Type: Package
Title: Convenient Access to NYS Open Data API Endpoints
Version: 0.1.1
Description: Provides helper functions to access datasets from the NYS Open Data platform https://data.ny.gov/. Functions return results as tidy tibbles and support optional filtering, sorting, and row limits via the Socrata API.
License: MIT + file LICENSE
Encoding: UTF-8
RoxygenNote: 7.3.3
Imports: dplyr, tibble, stringr, jsonlite, httr, janitor, rlang
Suggests: curl, covr, knitr, testthat (≥ 3.0.0), vcr, withr, webmockr, ggplot2
URL: https://martinezc1.github.io/nysOpenData/, https://github.com/martinezc1/nysOpenData
BugReports: https://github.com/martinezc1/nysOpenData/issues
VignetteBuilder: knitr
Config/testthat/edition: 3
Depends: R (≥ 4.1.0)
NeedsCompilation: no
Packaged: 2026-03-27 19:19:58 UTC; christianmartinez
Author: Christian Martinez ORCID iD [aut, cre] (GitHub: martinezc1)
Maintainer: Christian Martinez <c.martinez0@outlook.com>
Repository: CRAN
Date/Publication: 2026-04-01 08:00:14 UTC

Load Any NYS Open Data Dataset

Description

Downloads any NYS Open Data dataset given its Socrata JSON endpoint.

Usage

nys_any_dataset(
  json_link,
  limit = 10000,
  timeout_sec = 30,
  clean_names = TRUE,
  coerce_types = TRUE
)

Arguments

json_link

A Socrata dataset JSON endpoint URL (e.g., "https://data.ny.gov/resource/28gk-bu58.json").

limit

Number of rows to retrieve (default = 10,000).

timeout_sec

Request timeout in seconds (default = 30).

clean_names

Logical; if TRUE, convert column names to snake_case (default = TRUE).

coerce_types

Logical; if TRUE, attempt light type coercion (default = TRUE).

Value

A tibble containing the requested dataset.

Examples

# Examples that hit the live nys Open Data API are guarded so CRAN checks
# do not fail when the network is unavailable or slow.
if (interactive() && curl::has_internet()) {
  endpoint <- "https://data.ny.gov/resource/28gk-bu58.json"
  out <- try(nys_any_dataset(endpoint, limit = 3), silent = TRUE)
  if (!inherits(out, "try-error")) {
    head(out)
  }
}

List datasets available in nysOpenData

Description

Retrieves the current Open NY catalog and returns datasets available for use with 'nys_pull_dataset()'.

Usage

nys_list_datasets()

Details

Keys are generated from dataset titles using 'janitor::make_clean_names()'.

Value

A tibble of available datasets, including generated 'key', dataset 'uid', and dataset 'title'.

Examples

if (interactive() && curl::has_internet()) {
  nys_list_datasets()
}

Pull a NYS Open Data dataset from the NYS Open Data catalog

Description

Uses a dataset 'key' or 'uid' from 'nys_list_datasets()' to pull data from NYS Open Data.

Usage

nys_pull_dataset(
  dataset,
  limit = 10000,
  filters = list(),
  date = NULL,
  from = NULL,
  to = NULL,
  date_field = NULL,
  where = NULL,
  order = NULL,
  timeout_sec = 30,
  clean_names = TRUE,
  coerce_types = TRUE
)

Arguments

dataset

A dataset key or UID from 'nys_list_datasets()'.

limit

Number of rows to retrieve (default = 10,000).

filters

Optional named list of filters.
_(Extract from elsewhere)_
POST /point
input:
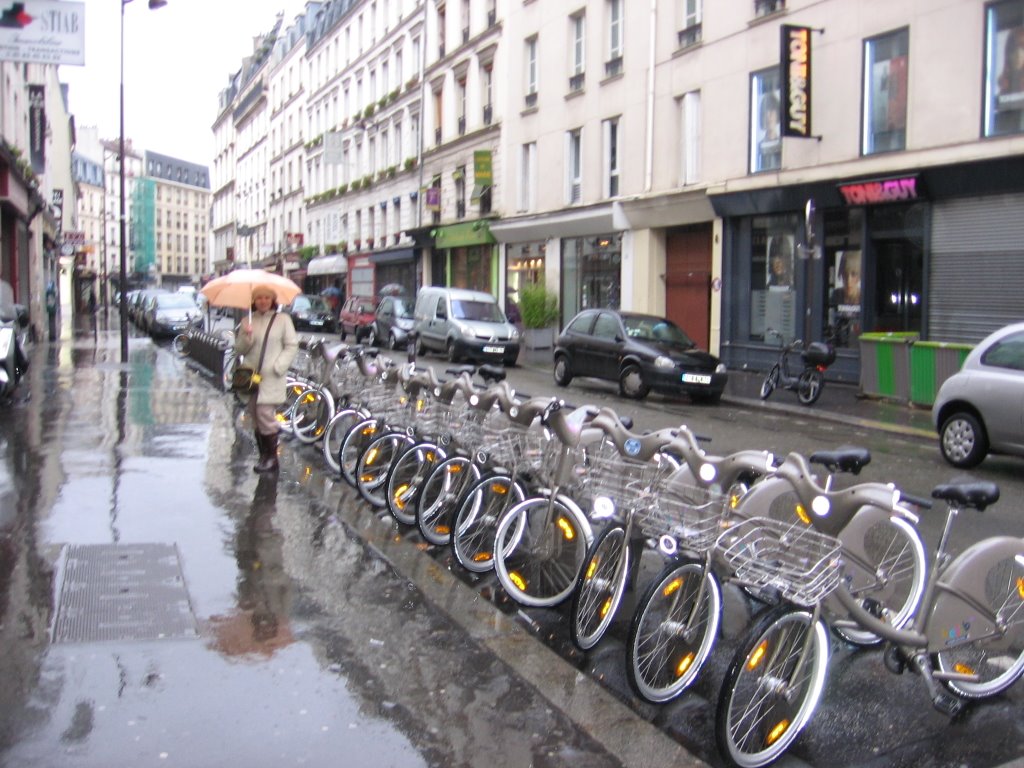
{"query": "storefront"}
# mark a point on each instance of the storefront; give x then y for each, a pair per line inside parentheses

Supports vectors (translated to IN()).

date

Optional single date (matches all times that day) using 'date_field'.

from

Optional start date (inclusive) using 'date_field'.

to

Optional end date (exclusive) using 'date_field'.

date_field

Optional date/datetime column to use with 'date', 'from', or 'to'. Must be supplied when 'date', 'from', or 'to' are used.

where

Optional raw SoQL WHERE clause. If 'date', 'from', or 'to' are provided, their conditions are AND-ed with this.

order

Optional SoQL ORDER BY clause.

timeout_sec

Request timeout in seconds (default = 30).

clean_names

Logical; if TRUE, convert column names to snake_case (default = TRUE).

coerce_types

Logical; if TRUE, attempt light type coercion (default = TRUE).

Details

Dataset keys are generated from dataset titles using 'janitor::make_clean_names()'. Because keys are derived from live catalog metadata, dataset UIDs are the more stable option.

Value

A tibble.

Examples

if (interactive() && curl::has_internet()) {
  # Pull by key
  nys_pull_dataset("311_service_requests", limit = 3)

  # Pull by UID
  nys_pull_dataset("28gk-bu58", limit = 3)

  # Filters
  nys_pull_dataset("28gk-bu58", limit = 3, filters = list(award_name = "MBA"))

}